We thank the reviewer for his comments. We have enlarged and improved the Introduction, as recommended, and clarified the Conclusions.

Regarding the statements on “Other previously suggested aspects have been overloooked or neglected” and “the authors should have at least made the effort of briefly discussing the problems related to a possible modeling”, we remind the reviewer that the use of different model melanins and the discussion on possible macromolecular models to understand their composition by pyrolysis, has been widely discussed throughout the article (lines 546 to 642, section on “The chemical structure of Ochroconis melanins”). In addition, further comments were added in the section “Current challenges and future perspectives”, lines 654-658 and 674-681. Particular references to model melanins are presented and discussed in lines 565-622.

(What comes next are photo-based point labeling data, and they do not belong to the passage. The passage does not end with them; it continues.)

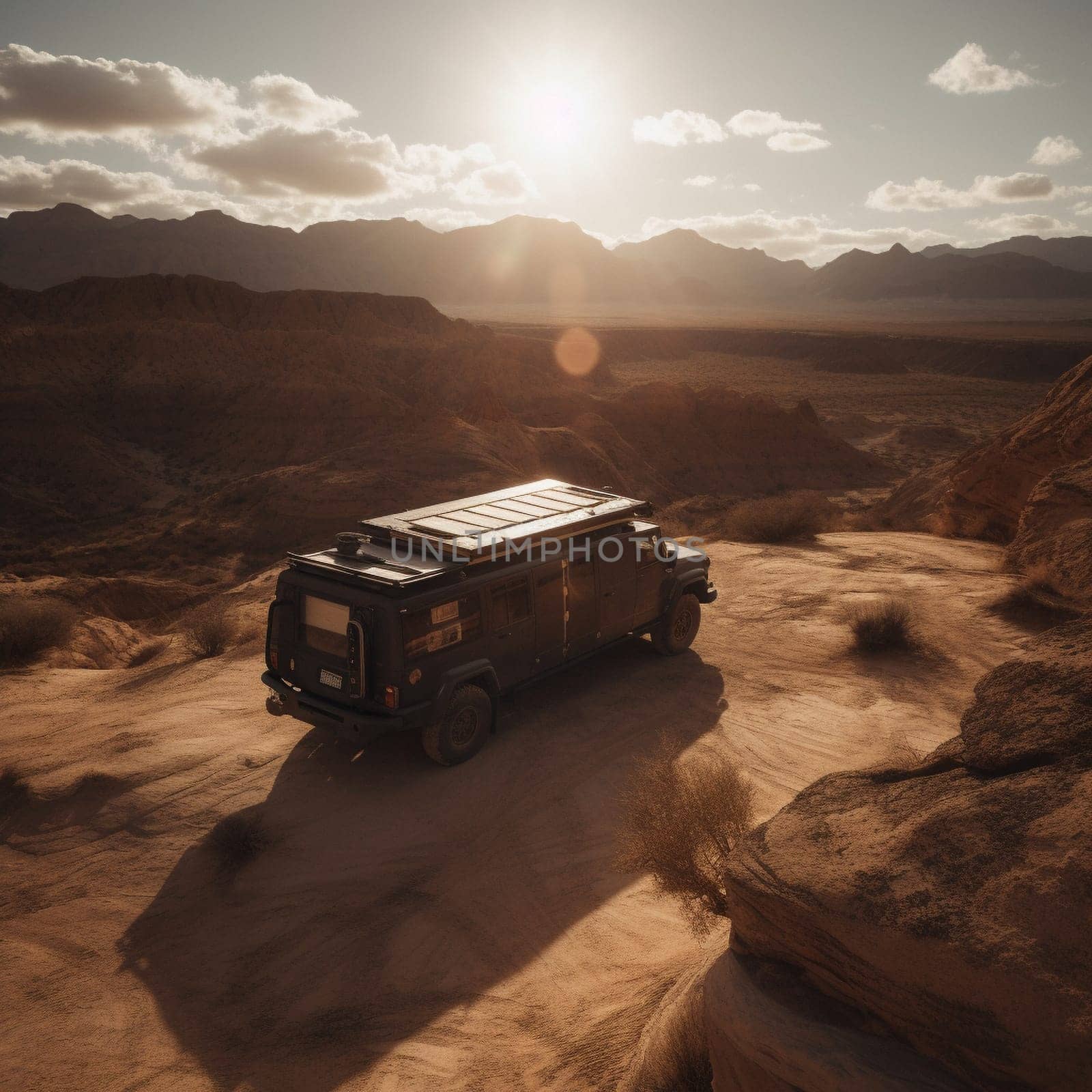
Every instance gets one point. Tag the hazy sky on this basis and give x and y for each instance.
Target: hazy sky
(801, 128)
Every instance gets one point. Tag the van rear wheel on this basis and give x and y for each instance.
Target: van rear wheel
(463, 730)
(676, 633)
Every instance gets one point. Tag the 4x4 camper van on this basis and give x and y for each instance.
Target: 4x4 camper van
(423, 620)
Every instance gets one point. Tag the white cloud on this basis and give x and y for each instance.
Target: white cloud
(930, 195)
(677, 128)
(796, 142)
(276, 142)
(446, 162)
(291, 101)
(59, 98)
(970, 72)
(447, 220)
(1010, 224)
(500, 184)
(281, 161)
(29, 185)
(1051, 151)
(813, 238)
(764, 123)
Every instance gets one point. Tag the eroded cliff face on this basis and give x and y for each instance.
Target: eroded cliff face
(1031, 486)
(926, 928)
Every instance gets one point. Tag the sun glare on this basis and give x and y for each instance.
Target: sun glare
(556, 116)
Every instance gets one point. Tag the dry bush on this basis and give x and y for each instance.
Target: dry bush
(792, 517)
(680, 822)
(236, 840)
(901, 753)
(886, 625)
(207, 629)
(147, 652)
(1035, 601)
(30, 626)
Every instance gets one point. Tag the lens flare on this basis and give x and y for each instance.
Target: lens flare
(577, 352)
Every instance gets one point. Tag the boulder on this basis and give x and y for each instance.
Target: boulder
(928, 920)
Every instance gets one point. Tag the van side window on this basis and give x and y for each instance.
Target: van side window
(442, 626)
(511, 603)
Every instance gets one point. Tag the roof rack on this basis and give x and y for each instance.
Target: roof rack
(425, 543)
(480, 527)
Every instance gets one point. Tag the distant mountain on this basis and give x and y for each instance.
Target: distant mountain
(519, 260)
(897, 273)
(731, 272)
(523, 260)
(1072, 254)
(195, 418)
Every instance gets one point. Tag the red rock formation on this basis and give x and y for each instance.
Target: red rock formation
(926, 928)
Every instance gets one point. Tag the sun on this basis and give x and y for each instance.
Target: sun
(555, 115)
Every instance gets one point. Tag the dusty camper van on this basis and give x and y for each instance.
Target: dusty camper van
(423, 620)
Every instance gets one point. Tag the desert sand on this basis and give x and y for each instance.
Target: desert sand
(414, 928)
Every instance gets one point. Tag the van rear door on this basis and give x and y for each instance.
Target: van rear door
(511, 631)
(616, 567)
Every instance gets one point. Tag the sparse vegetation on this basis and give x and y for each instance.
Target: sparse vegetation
(236, 840)
(1035, 601)
(885, 625)
(30, 626)
(207, 629)
(793, 517)
(680, 820)
(147, 652)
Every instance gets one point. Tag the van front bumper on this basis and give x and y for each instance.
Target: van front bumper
(351, 724)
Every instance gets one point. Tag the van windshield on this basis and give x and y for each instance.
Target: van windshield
(325, 626)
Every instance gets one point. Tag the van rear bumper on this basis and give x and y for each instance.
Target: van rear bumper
(349, 724)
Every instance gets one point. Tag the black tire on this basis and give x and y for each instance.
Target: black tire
(463, 730)
(677, 631)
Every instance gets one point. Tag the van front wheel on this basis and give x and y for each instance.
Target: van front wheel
(463, 730)
(680, 627)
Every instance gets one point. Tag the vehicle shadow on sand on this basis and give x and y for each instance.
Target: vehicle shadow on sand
(394, 890)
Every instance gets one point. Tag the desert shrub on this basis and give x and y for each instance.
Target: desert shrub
(680, 822)
(884, 625)
(793, 517)
(207, 629)
(149, 651)
(1035, 601)
(236, 840)
(30, 626)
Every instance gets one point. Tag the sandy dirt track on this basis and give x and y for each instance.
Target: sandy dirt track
(414, 928)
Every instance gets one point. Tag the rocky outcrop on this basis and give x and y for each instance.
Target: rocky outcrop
(926, 926)
(1031, 486)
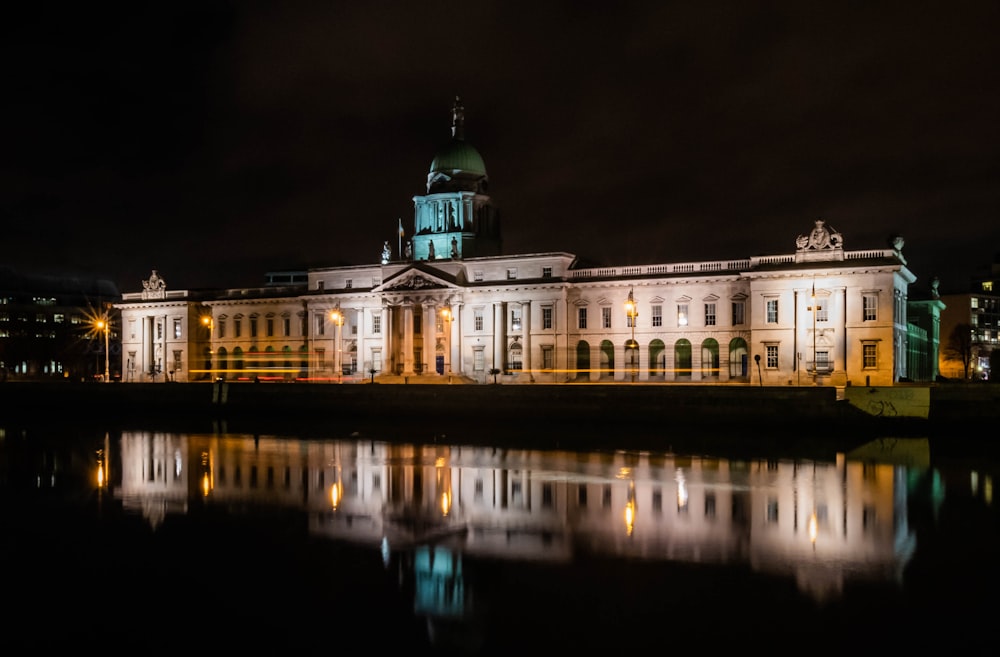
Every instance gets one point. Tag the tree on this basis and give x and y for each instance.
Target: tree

It may be that we do not understand what the reviewer means in his comment. In that case, we would appreciate if he could specify more clearly what he expected from our article, taking into account that all attempts to find molecular markers for melanin precursors and a macromolecule model for the Ochroconis melanin, using pyrolysis of fungal melanin models have been unsuccessful, matter that was extensively discussed in the manuscript and presented in the supplementary information. Complementary data were also discussed in a previous article on these melanins using ¹³C NMR. This has been reported in our manuscript. In addition, data for other fungal melanins are presented (see supplemental information) and the possible Ochroconis melanin structure is discussed to the light of these data.

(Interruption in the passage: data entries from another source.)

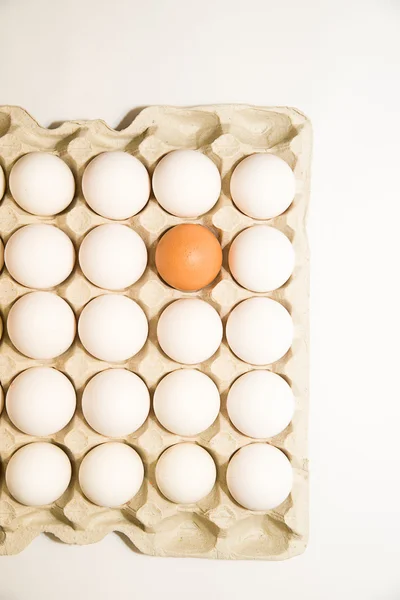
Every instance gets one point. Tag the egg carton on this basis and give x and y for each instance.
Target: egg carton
(216, 527)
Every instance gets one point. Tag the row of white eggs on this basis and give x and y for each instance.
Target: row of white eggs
(116, 185)
(41, 401)
(259, 476)
(114, 328)
(114, 257)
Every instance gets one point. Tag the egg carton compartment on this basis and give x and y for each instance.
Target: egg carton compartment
(216, 527)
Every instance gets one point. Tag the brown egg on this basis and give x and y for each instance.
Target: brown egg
(188, 257)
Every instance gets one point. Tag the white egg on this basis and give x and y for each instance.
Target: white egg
(259, 477)
(189, 331)
(186, 402)
(116, 185)
(40, 401)
(260, 404)
(113, 328)
(116, 402)
(185, 473)
(186, 183)
(261, 258)
(41, 325)
(1, 254)
(2, 183)
(111, 474)
(38, 474)
(42, 184)
(113, 256)
(263, 186)
(259, 331)
(39, 256)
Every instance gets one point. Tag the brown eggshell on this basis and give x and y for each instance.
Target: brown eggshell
(188, 257)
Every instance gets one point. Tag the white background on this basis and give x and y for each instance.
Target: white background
(338, 61)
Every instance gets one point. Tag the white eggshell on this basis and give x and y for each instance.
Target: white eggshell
(2, 183)
(259, 477)
(260, 404)
(40, 401)
(186, 402)
(259, 331)
(113, 256)
(111, 474)
(39, 256)
(41, 325)
(189, 331)
(262, 186)
(116, 402)
(185, 473)
(42, 184)
(116, 185)
(186, 183)
(261, 258)
(113, 328)
(38, 474)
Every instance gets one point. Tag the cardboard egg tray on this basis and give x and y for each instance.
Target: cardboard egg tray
(216, 527)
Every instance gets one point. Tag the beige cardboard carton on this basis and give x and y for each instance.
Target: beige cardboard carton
(216, 527)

Regarding the comment "This in order to make this work appear as something different from a sequence of peaks from a pyrogram and nothing else ...", we remind the reviewer that the article is not only that. In fact, we have comprehensively discussed and documented the possible origin of each group of pyrolysis compounds and their relationship with a potential macrostructure and concluded that a high number of pyrolysis products were artifacts produced during the pyrolysis. This is the main message of the article. We think that this was clearly evidenced in the manuscript.